Film Review: The Master

Director: Paul Thomas Anderson
Starring: Philip Seymour Hoffman, Joaquin Phoenix
Genre: Paul Thomas Anderson

The Master set out to be the story of an intense relationship between a troubled returning naval soldier (Freddie Quill – Phoenix) and the leader of The Cause (Lancaster Dodd – Hoffman), a cult bearing a striking resemblance to Scientology in its early days. But instead of being a treatise on salvation, The Master proved to be an exercise in film making.

The Master (film still)
The Master (film still)

Paul Thomas Anderson is a great filmmaker, but he’s not the best storyteller. Magnolia got the best out of Tom Cruise, Adam Sandler was a revelation in Punch-Drunk Love and Daniel Day-Lewis won an Oscar for his performance in There Will Be Blood. Each film was a piece of art, as carefully put together and as closely examined as the characters they contain.
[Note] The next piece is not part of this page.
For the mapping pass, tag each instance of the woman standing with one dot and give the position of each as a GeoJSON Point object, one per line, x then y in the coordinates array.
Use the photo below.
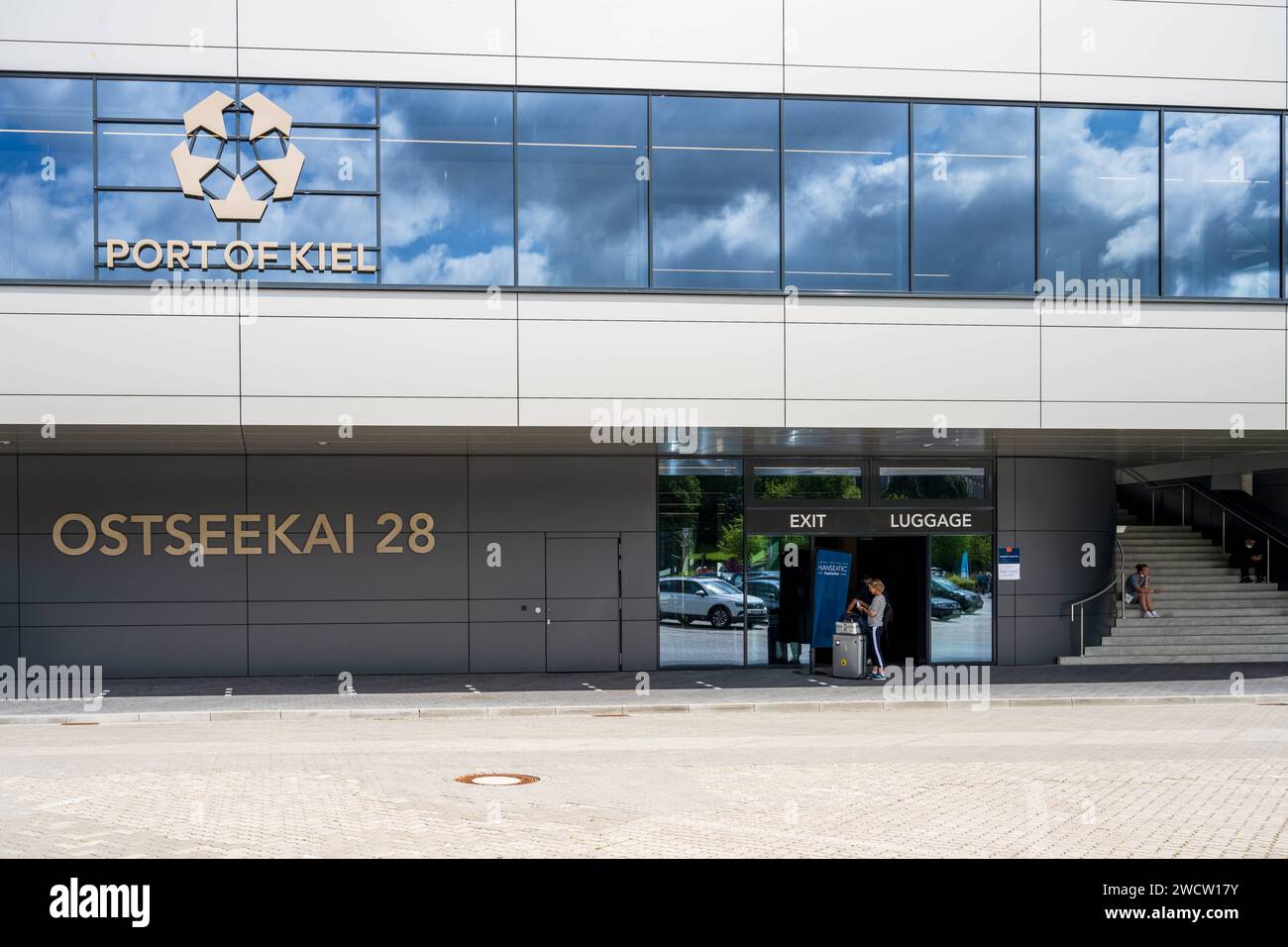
{"type": "Point", "coordinates": [876, 626]}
The Master is no exception. Hoffman is an Anderson favourite and a proven performer but in The Master he reveals talents we didn’t know he had, and it’s not just that he can sing and dance (sort of). There is a full range of emotions on display here from rage to sublime content (you get that with cult leaders).

Phoenix also effectively puts Quill through the wringer, alcoholism and post-traumatic stress infecting his every action and destroying everything he cared for or thought he cared for.

It’s all examined by Anderson in minute detail. Shot on 70mm film it features extreme close-ups, intense dialogue, heavy conversations and a plethora of side plots. No matter how good it looks, at 144 minutes The Master is as much a battle for the audience’s attention as it is a battle for Quill’s soul and sanity.